Discipleship can and does look like a lot of different things. There are any numbers of books, studies, and conferences to attend on how to go about maturing followers of Christ. These are indeed very helpful. In different ages of the church, across the multiplied cultures in which the good news has taken root, throughout differing epochs of history, the discipling of followers of Jesus has taken many different forms. There is no one-size-fits-all way of doing discipling. That discipleship takes place is the issue.
However, it is my belief that there is no substitute for a long-term transformational ministry of making disciples than for an intentional leader to set out with a reproducible pattern in a relational environment. This is a long, slow process. Jesus likened quick results to seed that fell on soil with an underlying layer of hard rock. The plant sprouted quickly but wasn’t able to nourish itself because it hadn’t put down good roots. It ended up wilting under the hot sun.
I personally am committed to working in ministry, not for flash-in-the-pan results, but rather, in working diligently for “fruit that remains.” Carrying the metaphor forward, it is my desire to invest in a field of good soil. I believe this is best done in one-on-one ministry. For the church to have the impact in society and on culture, intentional leaders must engage in the process of making disciples.
Practically speaking this entails commitment to and follow-through on four guiding principles:
A Biblical Maturity – Personal Growth in the Transformational Principle of developing the Vision, Actions, Character, and Skill of a Disciple of Jesus Christ.
A Discipleship Ministry – Becoming an Intentional Leader of others by Identifying, Engaging and Training them to become Disciple Makers.
A Personal Involvement – Engaging in a Relational Environment to pass along the heart and life of a follower of Jesus Christ to the person you are discipling.
A Practical Process– Practicing a Reproducible Pattern of making replicating disciples.
In the following weeks we will take a look at these in greater detail.

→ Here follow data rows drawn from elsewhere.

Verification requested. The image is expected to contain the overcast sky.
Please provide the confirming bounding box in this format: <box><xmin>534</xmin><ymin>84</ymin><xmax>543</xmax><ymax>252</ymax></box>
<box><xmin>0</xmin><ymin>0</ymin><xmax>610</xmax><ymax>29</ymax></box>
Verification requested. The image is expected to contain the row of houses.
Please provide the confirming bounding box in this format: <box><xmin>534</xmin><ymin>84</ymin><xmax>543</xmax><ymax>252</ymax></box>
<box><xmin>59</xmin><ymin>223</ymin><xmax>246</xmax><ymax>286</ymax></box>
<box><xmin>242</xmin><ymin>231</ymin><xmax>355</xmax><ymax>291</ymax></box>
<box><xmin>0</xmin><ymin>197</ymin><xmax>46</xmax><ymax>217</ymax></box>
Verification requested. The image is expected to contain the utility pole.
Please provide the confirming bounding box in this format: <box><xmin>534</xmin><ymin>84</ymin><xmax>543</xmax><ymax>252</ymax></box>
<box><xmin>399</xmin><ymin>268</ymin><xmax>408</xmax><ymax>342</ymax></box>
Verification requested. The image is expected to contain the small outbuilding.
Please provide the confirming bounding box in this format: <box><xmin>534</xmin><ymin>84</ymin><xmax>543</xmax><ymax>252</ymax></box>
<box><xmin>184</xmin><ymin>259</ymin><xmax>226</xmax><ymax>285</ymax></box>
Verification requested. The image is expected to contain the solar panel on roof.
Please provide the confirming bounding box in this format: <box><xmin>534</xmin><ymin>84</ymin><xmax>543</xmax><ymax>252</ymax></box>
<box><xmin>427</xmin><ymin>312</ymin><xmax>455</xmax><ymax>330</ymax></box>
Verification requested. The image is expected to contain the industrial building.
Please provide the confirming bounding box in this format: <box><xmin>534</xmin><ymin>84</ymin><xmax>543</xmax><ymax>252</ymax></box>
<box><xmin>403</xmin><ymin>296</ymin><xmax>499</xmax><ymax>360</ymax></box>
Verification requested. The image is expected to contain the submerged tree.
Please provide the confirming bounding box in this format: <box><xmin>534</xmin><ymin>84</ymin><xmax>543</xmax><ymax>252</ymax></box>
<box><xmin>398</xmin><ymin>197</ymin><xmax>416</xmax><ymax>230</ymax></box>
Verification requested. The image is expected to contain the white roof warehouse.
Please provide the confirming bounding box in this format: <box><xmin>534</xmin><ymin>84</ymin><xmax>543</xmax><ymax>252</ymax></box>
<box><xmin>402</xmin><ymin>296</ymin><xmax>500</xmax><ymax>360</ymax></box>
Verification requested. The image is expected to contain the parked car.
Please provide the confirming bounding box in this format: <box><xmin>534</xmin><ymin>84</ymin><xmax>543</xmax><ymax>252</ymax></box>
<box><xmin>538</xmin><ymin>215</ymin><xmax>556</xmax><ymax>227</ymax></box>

The content of what a disciple needs to learn is important. Though it is not everything, nor perhaps is it the most important thing, without content it cannot be said that discipleship is taking place at all. Discipleship is not some mystical practice of ethereal exercises. The root idea behind the term is discipline. Discipline by its nature involves time, commitment, teaching, demonstration, training, encouragement, oversight correcting, and reproducing. This happens as the followers of Christ live out their own story of spiritual growth in an open and honest way.